ERTUĞRUL ÖZKÖK : BAŞBAKAN'IN KARİZMASI ÇİZİLDİ Mİ?
Başbakan'ın karizması çizildi miHADİ gelin hepimizin kapı aralarında konuştuğu asıl meseleyi dillendirelim.
"Başbakan Erdoğan’ın karizması çizildi mi?"
Şundan kendim kadar eminim.
Bu kaskatı soruyu bizden önce Başbakan kendi kendine sormuştur.
Emin olduğum başka bir şey daha var.
Bu soru, "başka mevkilerde" bulunan başka insanlar tarafından sorulmuştur.
Hatta soru şu noktaya kadar gitmiştir:
"Acaba bu hastalık Erdoğan’ın cumhurbaşkanlığı kararını etkiler mi?"
Bu kadarcık rahatsızlık için bu kadar büyük sorular sorulur mu demeyin.
Sorulur, sorulur.
* * *
Bu soruyu neden soruyorum?
Mesleki açıdan öncelik alma duygusu mu?
Yoksa, "ilginç bir şeyler yazıp, kendimi okutabilme saiki" mi?
Hayır ikisi de değil.
Hayatımın bir anında ben buna benzer bir durumu yaşadım ve yatakta tek başıma yatarken aynı soruyu kendi kendime sordum.
Anlayacağınız önceki gün "Başbakan’ın hastane yatağında neler hissettiğini" en iyi bilebilecek durumda olan insanlardan biriyim.
* * *
Bundan dört beş yıl kadar önce Bodrum’da köydeki evimde gece göğsümde bir sıkıntı ile uyandım.

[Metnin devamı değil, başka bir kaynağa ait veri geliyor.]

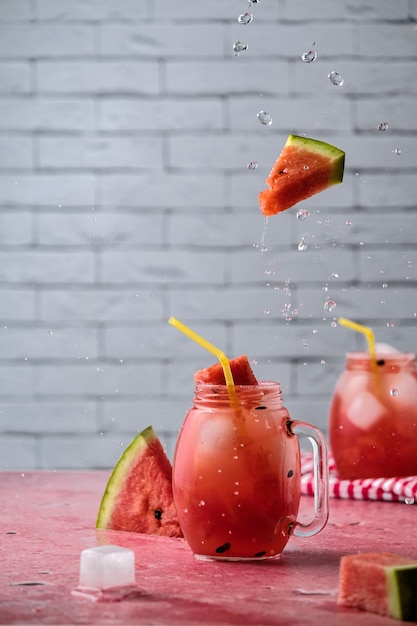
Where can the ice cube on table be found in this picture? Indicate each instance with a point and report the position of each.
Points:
(104, 567)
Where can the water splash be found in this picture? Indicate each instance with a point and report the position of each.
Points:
(336, 78)
(302, 246)
(309, 56)
(245, 18)
(329, 305)
(238, 47)
(303, 214)
(264, 118)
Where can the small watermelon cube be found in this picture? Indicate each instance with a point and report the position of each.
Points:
(304, 167)
(241, 371)
(382, 583)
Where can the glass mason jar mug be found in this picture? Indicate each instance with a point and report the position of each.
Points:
(373, 416)
(237, 474)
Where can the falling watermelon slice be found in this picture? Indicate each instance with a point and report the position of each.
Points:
(382, 583)
(241, 371)
(304, 167)
(138, 496)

O güne kadar pek tanımadığım bir ağrı gelip göğsüme oturmuş gibiydi.
Biraz paniklemedim dersem yalan olur.
Eşim benden daha fazla panikledi ve "Hadi Bodrum’a hastaneye gidiyoruz" dedi.
Hastaneye girerken göğsümdeki o baskı geçmişti.
Ama Alman Hastanesi’nde hemen tetkiklere başladılar.
Kan tablom gayet normaldi.
Şekerim iyiydi. Tansiyonum normaldi.
Enzimler normal düzeydeydi.
EKO sonuçlarında endişe verici bir işaret yoktu.
Yani kalbimle ilgili sorun görünmüyordu.
Yine de gözlem için beni ertesi güne kadar orada tutmaya karar verdiler.
Bu arada yerel basın benim gece yarısı hastaneye getirildiğimi öğrenmiş ve kapıya toplanmıştı.
Bazı televizyonlar daha sabah erken saatlerden itibaren benim hastaneye kaldırıldığım haberini yayınlamaya başlamışlardı.
Hain soru işte o an aklıma takıldı:
"Bu acil servis olayı karizmamı çizer miydi?"
* * *
Çok gariptir insan öyle anlarda kendi sağlığını değil, "başkalarının kendi sağlığı hakkında ne düşündüğünü" aklına getiriyor.
Yani doktorlar istediği kadar "Bir şeyiniz yok" desin, siz başkalarının hakkınızdaki izlenimlerinin etki alanına giriyorsunuz.
50’li yaşlar zor yaşlardır.
Vücudunuza güvenirsiniz, o nedenle sınırları zorladığınızın farkına varmazsınız.
Arkanızdaki yıllar gelip geçmiştir. Gözünüz hálá önünüzdeki çöplüktedir.
Kariyeriniz, işiniz, gücünüz ne olacaktır?
Ve "kadın"...
İşte o, fiziki ve manevi çizgileriyle kafanızda dipdiri durmaktadır.
Eşiniz, sevgiliniz artık size nasıl bakacaktır?
Öyle bir günlük falan demeyin.
Ellili yaşlardaki her erkeği acil servis kapısında işte bu endişe karşılar.
Gelelim baştaki o hain soruya.
Bu rahatsızlık Başbakan’ın karizmasını çizer mi?
Sorunun cevabını bizzat Başbakan’a vermek isterim.
* * *
Sayın Başbakan, hiç endişeniz olmasın.
Bir gecelik acil servis macerası karizma falan bozmaz.
Hayat bütün normalliği ile devam eder.
Kötü bir durum yoksa, her şey çok çabuk normale avdet eder.